Dans Maternité clandestine, Jean-Pierre-Mocky dit « La Fouine » tente de violer une jeune femme enceinte de six mois (Dany Carrel) (image : www.toutlecine.com)
Cette première tentative un peu « sexe » est payante. Maternité clandestine rencontre un succès colossal. Jean Gourguet, qui travaille en famille comme un véritable artisan (sa femme est assistante et sa fille, la petite Zizi, passe parfois devant la caméra) enchaîne alors les films réservés aux moins de 16 ans, cotés « s’abstenir par discipline chrétienne » par la Centrale catholique du cinéma, et dotés de titres particulièrement attractifs. Ainsi en est-il de La cage aux souris tourné en 1954. Dany Carrel – encore elle – y est pensionnaire dans une école de jeunes filles à l’époque de l’Occupation et cache un mignon résistant aux yeux de la directrice de l’institut, acquise, elle, à la Collaboration. Une occasion pour le spectateur d’apprécier comme il se doit la demoiselle en nuisette…

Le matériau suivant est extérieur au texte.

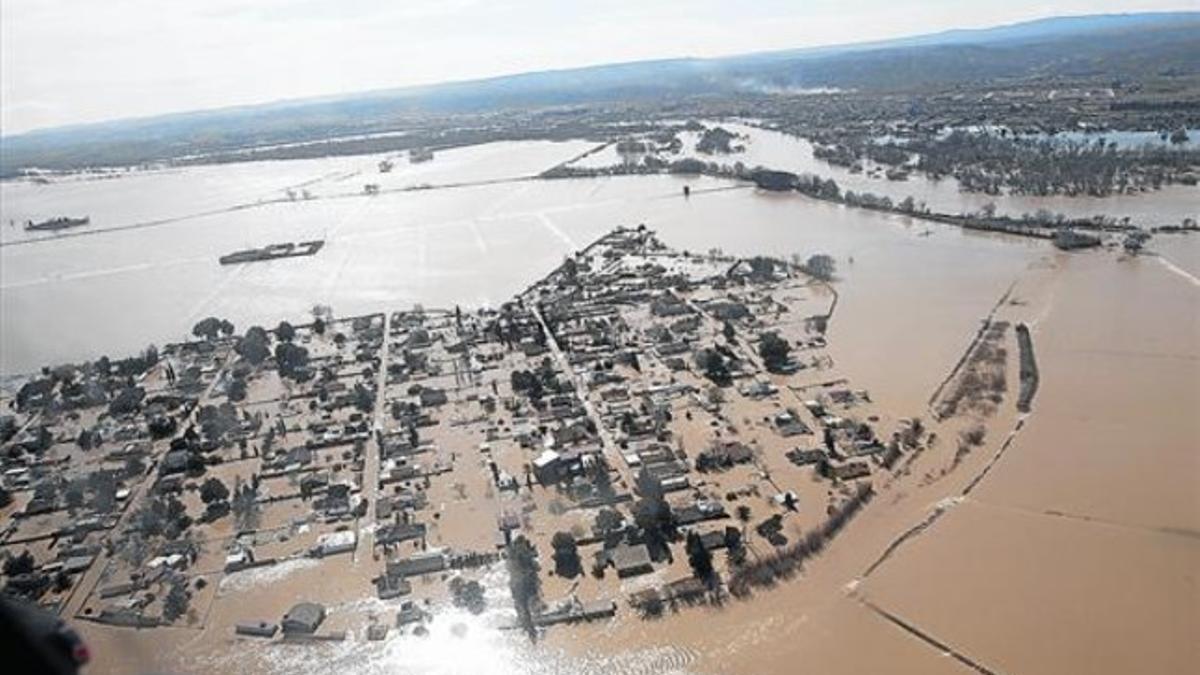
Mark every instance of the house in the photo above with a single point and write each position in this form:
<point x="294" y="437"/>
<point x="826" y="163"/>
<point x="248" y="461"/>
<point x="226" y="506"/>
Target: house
<point x="304" y="617"/>
<point x="174" y="461"/>
<point x="432" y="398"/>
<point x="240" y="559"/>
<point x="397" y="532"/>
<point x="334" y="543"/>
<point x="547" y="467"/>
<point x="257" y="628"/>
<point x="630" y="560"/>
<point x="699" y="512"/>
<point x="417" y="565"/>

C’est écrit : quarante « souris » sont à l’affiche de La cage aux souris. Ces dames apprécieront le qualificatif…
Jean Gourguet est décidément un découvreur de talents. Après avoir donné sa chance à Dany Carrel, il confie dans Les premiers outrages (1955) et Les promesses dangereuses (1956) le premier rôle féminin à Françoise Vatel, une toute jeune actrice à peine âgée de 16 ans. Une Françoise Vatel que l’on retrouvera quelques années plus tard chez Claude Chabrol (Les cousins, 1958) et Luc Moullet (Brigitte et Brigitte, 1965 ; Les contrebandières, 1967 ; La comédie du travail, 1987 ; Les naufragés de la D17, 2001) et Jean-Claude Brisseau (De bruit et de fureur, 1987).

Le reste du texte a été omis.